O espetáculo da igreja Santa Ifigênia [em Santa Cecília, região central de SP] é exemplar nesse sentido. Histórias do teatro nos ensinam que o espetáculo teatral nasceu de rituais religiosos. Pouco a pouco, os participantes dos rituais foram afastados e substituídos por representantes. O bode expiatório, que os fiéis malhavam com o sangue espirrando, foi colocado numa passarela. Os sacerdotes batiam no bode, o ritual tornava-se mais limpo e os fiéis viravam espectadores.
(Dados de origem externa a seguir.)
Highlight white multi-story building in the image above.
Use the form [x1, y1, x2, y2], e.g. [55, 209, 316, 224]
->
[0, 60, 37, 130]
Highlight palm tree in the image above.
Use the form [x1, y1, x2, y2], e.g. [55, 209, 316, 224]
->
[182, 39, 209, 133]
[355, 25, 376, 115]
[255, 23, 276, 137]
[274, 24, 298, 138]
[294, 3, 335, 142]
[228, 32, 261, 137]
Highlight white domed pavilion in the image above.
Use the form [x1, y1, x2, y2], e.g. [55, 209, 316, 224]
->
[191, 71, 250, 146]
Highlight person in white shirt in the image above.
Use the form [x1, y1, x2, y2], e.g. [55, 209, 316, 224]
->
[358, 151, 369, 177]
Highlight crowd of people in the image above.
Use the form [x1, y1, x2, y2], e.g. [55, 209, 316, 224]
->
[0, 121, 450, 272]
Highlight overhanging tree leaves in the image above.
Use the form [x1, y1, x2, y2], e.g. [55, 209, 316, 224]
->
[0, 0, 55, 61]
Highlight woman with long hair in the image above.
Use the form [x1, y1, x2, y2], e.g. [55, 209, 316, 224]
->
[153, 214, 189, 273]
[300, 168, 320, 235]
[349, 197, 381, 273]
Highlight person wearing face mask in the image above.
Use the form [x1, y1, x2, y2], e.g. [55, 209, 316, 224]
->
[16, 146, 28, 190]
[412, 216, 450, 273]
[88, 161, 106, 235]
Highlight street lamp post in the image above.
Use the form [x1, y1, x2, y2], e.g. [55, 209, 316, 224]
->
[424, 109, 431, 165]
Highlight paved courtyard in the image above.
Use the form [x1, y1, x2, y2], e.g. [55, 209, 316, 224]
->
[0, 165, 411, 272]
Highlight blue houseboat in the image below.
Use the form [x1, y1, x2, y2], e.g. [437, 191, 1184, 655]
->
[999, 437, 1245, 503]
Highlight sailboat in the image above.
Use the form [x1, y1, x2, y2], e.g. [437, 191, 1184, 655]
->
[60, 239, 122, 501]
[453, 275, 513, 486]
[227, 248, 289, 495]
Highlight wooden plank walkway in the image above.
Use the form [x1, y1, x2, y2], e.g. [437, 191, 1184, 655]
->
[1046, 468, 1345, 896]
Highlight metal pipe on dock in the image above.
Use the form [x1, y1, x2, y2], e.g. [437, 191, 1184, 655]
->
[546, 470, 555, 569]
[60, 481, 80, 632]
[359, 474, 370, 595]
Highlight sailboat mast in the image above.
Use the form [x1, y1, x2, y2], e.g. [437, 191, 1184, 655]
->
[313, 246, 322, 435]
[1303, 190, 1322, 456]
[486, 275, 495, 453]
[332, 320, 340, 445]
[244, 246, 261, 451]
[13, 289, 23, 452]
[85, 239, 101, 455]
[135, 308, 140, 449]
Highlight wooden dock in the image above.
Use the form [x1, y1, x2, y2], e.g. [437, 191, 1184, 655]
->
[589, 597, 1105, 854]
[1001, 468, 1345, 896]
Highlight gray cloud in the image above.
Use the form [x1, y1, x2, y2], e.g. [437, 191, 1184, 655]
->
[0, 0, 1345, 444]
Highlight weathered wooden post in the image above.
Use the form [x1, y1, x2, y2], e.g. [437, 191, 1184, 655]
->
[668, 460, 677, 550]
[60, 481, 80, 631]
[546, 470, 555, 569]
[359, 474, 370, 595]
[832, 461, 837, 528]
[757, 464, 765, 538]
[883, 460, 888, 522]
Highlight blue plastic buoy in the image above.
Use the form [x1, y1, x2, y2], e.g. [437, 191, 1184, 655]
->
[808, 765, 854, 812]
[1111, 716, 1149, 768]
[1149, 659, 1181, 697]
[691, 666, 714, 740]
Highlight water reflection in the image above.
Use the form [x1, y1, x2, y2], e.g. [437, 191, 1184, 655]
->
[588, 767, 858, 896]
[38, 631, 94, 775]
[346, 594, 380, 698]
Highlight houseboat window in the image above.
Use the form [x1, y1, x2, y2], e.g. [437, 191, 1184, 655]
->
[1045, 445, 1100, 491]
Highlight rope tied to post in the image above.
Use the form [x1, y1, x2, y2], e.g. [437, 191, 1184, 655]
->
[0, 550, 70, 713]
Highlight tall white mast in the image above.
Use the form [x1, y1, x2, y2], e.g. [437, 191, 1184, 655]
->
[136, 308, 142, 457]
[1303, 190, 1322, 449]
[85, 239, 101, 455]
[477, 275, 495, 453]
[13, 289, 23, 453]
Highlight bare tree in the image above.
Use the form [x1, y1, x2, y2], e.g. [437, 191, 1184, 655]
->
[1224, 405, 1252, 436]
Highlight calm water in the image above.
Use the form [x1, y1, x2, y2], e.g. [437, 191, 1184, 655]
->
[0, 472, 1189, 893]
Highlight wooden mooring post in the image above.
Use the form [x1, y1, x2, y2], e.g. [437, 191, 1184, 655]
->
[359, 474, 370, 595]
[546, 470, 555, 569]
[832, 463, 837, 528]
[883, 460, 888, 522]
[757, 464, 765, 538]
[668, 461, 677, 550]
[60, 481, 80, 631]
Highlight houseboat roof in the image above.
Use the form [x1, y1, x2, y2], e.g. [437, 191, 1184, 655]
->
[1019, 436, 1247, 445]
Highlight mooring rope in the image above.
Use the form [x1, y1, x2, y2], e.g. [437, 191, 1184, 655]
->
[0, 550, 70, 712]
Ao encenar "O Paraíso Perdido" numa igreja, com os espectadores dispersos pelo espaço da atuação e não mantidos diante dele a uma distância respeitosa, o Teatro da Vertigem volta aos primórdios.
A revolta de fundamentalistas católicos contra a encenação no templo remete a um fundo questionamento das origens do teatro e ao trabalho de higienização que distanciou rituais religiosos de práticas teatrais. A encenação na igreja questionava uma religião confortável e rotineira (o que em princípio uma religião não deveria ser). Essa situação nos coloca diante de uma questão iniludível: em nossa sociedade ocidental, entre a ausência de religiosidade e a rotina religiosa, há espaço para o sagrado? (Já tínhamos passado por isso com a interdição do filme "Je vous Salue Marie", de Jean-Luc Godard.) O Teatro da Vertigem faz esse questionamento sobre o sagrado entre nós de forma infinitamente mais incisiva do que qualquer sagrado turístico.
"O Paraíso Perdido" é a primeira parte do que se denominou a "Trilogia Bíblica". Sim, os espetáculos se inspiram em temas e textos bíblicos. Mas o que predomina na "Trilogia" é o tema da ausência. A ausência, a perda de Deus, o seu absurdo silêncio e o intenso desejo de reencontrá-lo, de se juntar a ele, é o que marca os três espetáculos. O Teatro da Vertigem não se dirige a pessoas religiosas nem aos ateus. Mas a todos. Os fiéis poderão, com ele, viver experiências que questionem e reavivem sua fé. Os ateus (é meu caso) poderão, pelo viés da experiência poética, vivenciar intuições religiosas.
Uma crítica russa, Vidas Siliunas, evoca a "amargura das perdas" a respeito de "O Livro de Jó". Sugestão que merece reflexão, pois ela remete a um universo imaginário mais amplo que o estritamente religioso. Sim, tanto este espetáculo como "O Paraíso Perdido" permitem ao espectador elaborar a dor de suas perdas.